The chromatographic profiling of adrostane-3-oxime derivatives across diverse RP-UHPLC systems with different stationary and mobile phases enabled a comprehensive assessment of their anisotropic lipophilicity. The derived logk values can be considered reliable lipophilicity measures of the analyzed compounds, considering their high correlations with in silico logP parameters. The obtained logk values were interpreted through both linear (HCA, PCA) and non-linear (CANN) pattern recognition techniques, and consistent clustering patterns among the molecules were observed.

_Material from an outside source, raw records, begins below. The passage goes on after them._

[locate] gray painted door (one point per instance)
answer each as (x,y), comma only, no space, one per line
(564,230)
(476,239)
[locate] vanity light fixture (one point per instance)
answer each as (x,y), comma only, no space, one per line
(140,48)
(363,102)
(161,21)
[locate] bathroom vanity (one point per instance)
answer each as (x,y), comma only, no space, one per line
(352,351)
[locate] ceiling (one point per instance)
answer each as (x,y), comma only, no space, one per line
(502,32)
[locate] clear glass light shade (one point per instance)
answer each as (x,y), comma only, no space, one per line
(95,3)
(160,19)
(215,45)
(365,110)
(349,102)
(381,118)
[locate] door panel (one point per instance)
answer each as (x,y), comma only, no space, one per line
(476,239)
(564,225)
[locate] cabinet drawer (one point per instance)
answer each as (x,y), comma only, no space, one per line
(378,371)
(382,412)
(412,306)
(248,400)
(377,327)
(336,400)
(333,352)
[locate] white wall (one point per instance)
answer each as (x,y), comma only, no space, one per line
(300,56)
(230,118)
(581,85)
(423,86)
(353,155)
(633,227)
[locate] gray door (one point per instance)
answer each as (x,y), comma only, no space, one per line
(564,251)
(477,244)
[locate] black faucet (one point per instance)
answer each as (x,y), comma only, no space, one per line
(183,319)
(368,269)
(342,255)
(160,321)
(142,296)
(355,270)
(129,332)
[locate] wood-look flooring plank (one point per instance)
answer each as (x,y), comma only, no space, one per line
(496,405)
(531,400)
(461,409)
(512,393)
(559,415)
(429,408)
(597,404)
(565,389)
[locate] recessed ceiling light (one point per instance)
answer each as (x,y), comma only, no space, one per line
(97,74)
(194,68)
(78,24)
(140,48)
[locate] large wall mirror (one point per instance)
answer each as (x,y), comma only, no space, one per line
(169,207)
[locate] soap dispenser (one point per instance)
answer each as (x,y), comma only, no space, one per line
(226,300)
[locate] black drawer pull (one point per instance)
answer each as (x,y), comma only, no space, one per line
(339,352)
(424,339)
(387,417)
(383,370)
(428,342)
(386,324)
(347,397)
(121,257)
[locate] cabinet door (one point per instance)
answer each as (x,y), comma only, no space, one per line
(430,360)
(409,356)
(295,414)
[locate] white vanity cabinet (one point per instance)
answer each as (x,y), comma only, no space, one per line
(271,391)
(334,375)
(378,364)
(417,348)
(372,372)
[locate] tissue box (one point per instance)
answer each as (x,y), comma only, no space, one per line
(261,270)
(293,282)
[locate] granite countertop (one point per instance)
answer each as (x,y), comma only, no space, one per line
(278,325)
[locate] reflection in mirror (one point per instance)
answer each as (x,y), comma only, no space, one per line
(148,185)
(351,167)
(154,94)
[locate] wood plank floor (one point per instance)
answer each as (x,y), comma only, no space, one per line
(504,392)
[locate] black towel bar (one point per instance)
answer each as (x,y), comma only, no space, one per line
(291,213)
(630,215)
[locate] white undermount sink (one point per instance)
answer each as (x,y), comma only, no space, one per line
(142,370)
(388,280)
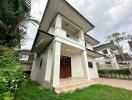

The comparative analysis showed that the group of 17β-hydroxy-17α-picolyl androstane-3-oxime derivatives possesses general lower experimental lipophilicity (lower chromatographic retention) than (17E)-picolinylidene derivatives. These findings not only define the physicochemical properties of the studied compounds but also establish a robust analytical framework for future investigations into lipophilicity–bioactivity relationships.